Dopo la perdita della maggioranza assoluta del partito di Erdogan, il paese è a un gradino dalla discesa nell’arena dei Paesi non- investment grade. Con la divisa che continua a svalutarsi.
Notti insonni per l’erede del feroce Saladino che scommetteva sul Rinascimento Ottomano. Da una delle tante terrazze del suo palazzo da mille stanze, più immenso di Versailles, Erdogan non si capacita del risultato elettorale.
Ergodan ha messo in campo una macchina governativa potente che da mesi controllava tutti i social e internet e che ha messo sotto pressione le minoranze da mesi, in primis quella curda che nelle sedi del suo partito HDP ha subito attentati e incursioni, ma nulla ha potuto contro l’istanza di una democrazia vera da parte dei turchi.
Lo spettro del padre della Patria, che ha visto molti dei suoi ritratti eliminati da luoghi pubblici e storici, torna a sorridere sulle sorti di un Paese fondamentale per il riassetto degli equilibri mediorientali.
La politica estera ambigua di Erdogan che ha – di fatto – aiutato l’Isis e altre fazioni più estremiste come Hamas, permettendo e voltando le spalle all’assedio di Kobane, lo ha visto toccare il fondo nonostante i complici silenzi europei sulla questione genocidio armeno. I numerosi e diffusi villaggi del Paese gli hanno permesso di mantenere un 40%, volendo tralasciare lo scandalo delle schede dei voti all’estero non conteggiate regolarmente.
Il Presidente turco, dopo l’incontro con il Premier Davutoglu, accoglierà le sue dimissioni data la perdita della maggioranza in Parlamento e dovrà essere designato un nuovo Premier. Il partito AKP, trascinato al di sotto della maggioranza assoluta dei 276 seggi dal sogno conservatore del Presidente che ha girato da anni ormai le spalle al secolarismo fondante del Paese, è all’affannosa ricerca di un partito per formare una coalizione ma le prime dichiarazioni vedono il diniego di tutti i partiti nonostante gli scenari possibili. Ciò che è certo che con l’affermazione del partito curdo democraticamente oltre la barriera del 10% il Processo di Pace che ne seguirà riavvicinerà le aree dell’Anatolia dell’Est e del Sud al resto del Paese.

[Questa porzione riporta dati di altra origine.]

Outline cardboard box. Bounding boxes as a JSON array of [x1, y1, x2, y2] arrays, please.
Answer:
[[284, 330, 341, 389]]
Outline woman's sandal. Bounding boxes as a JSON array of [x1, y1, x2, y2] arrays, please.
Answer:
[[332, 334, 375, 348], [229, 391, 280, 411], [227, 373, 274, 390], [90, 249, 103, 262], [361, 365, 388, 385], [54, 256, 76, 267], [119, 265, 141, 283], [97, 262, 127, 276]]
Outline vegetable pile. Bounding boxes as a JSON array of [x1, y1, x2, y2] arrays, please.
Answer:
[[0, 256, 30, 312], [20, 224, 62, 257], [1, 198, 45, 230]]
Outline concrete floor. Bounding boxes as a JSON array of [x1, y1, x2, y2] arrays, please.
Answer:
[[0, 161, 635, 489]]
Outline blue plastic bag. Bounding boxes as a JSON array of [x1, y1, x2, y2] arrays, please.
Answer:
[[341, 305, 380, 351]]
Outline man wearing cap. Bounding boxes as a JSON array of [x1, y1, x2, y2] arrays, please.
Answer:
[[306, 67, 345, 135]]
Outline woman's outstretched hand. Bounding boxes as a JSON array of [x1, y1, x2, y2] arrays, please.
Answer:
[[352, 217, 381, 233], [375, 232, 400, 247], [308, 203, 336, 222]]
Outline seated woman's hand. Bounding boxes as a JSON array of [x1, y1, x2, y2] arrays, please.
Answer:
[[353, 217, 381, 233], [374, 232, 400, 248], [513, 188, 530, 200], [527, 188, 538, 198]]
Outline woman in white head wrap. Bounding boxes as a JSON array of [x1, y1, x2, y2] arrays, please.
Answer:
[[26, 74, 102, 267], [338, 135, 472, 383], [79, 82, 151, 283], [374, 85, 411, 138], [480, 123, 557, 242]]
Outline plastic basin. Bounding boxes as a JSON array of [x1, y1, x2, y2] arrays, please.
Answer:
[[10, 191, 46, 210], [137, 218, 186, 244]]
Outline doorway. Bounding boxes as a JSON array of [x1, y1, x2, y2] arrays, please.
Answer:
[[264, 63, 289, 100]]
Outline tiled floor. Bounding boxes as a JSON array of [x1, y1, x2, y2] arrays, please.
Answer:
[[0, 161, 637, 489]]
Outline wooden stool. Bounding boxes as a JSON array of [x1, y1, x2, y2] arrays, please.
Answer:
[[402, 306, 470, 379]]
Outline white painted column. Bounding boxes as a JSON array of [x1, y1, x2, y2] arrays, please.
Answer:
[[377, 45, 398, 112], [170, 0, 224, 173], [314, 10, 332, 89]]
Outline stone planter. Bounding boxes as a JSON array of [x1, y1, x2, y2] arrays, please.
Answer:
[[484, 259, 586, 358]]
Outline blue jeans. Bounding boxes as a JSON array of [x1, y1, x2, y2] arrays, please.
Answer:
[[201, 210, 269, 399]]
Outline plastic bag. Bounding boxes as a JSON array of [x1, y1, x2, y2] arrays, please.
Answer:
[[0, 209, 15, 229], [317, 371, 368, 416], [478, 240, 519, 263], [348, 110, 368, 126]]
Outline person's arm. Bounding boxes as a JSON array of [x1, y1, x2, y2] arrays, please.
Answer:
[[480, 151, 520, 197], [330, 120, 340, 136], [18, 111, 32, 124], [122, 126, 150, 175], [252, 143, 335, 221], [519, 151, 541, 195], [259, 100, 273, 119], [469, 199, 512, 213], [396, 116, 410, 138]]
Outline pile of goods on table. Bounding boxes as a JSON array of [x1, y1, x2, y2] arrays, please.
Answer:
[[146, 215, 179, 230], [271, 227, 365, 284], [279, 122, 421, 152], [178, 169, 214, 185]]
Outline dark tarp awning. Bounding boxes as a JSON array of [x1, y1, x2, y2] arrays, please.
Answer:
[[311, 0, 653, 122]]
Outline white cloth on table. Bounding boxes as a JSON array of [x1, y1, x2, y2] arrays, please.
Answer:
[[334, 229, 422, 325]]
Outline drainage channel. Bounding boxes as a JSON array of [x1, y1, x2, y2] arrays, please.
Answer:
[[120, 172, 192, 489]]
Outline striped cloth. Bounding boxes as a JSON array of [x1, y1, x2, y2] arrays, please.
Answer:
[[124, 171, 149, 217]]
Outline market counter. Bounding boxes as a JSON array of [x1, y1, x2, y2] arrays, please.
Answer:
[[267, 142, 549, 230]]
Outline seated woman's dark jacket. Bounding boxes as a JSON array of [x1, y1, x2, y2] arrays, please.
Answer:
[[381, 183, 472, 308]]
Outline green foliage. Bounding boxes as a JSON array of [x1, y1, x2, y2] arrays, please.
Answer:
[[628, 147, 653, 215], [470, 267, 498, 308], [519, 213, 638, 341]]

Inevitabile la correzione sul mercato azionario e sulla divisa, peraltro da sempre intrappolata in un processo di svalutazione strisciante di lungo termine, nonché l’allargamento dei CDS con l’intervento della Banca Centrale sulle linee emergenziali di impiego verso le banche turche.
E le case di rating che con una certa leggerezza da sempre avevano sostenuto la presunzione di un modello di Governo “islamico moderato” non hanno ravvisato i netti cambiamenti di rotta dell’ultimo mandato e le relative conseguenze di impatto sui flussi di investimento e di portafoglio esteri. Così il rating fu elevato a investment grade senza molta lungimiranza e ora si trova in bilico a un gradino dalla discesa nell’arena dei Paesi non- investment grade.
Il tempo stringe per evitare il downgrading avendo perso l’opportunità di sfruttare adeguatamente la caduta dei prezzi petroliferi ma nulla è perduto. Ci vorrà un po’ di tempo per ripristinare un nuovo corso politico e dar forza ai partiti usciti rafforzati dalla sconfitta dell’AKP per organizzarsi con un nuovo Governo peraltro caratterizzato da un numero elevato di volti nuovi.
Un ricambio necessario anche per arginare i colpi di coda di un Erdogan che da oggi dovrà fare il conto con la frantumazione di un sistema clientelare che aveva permeato il tessuto imprenditoriale domestico capillarmente. Il mercato turco sarà presto un’opportunità interessante fuori dalle spirali della volatilità, che sappiamo le situazioni di impasse politico generano inevitabilmente, Grecia docet.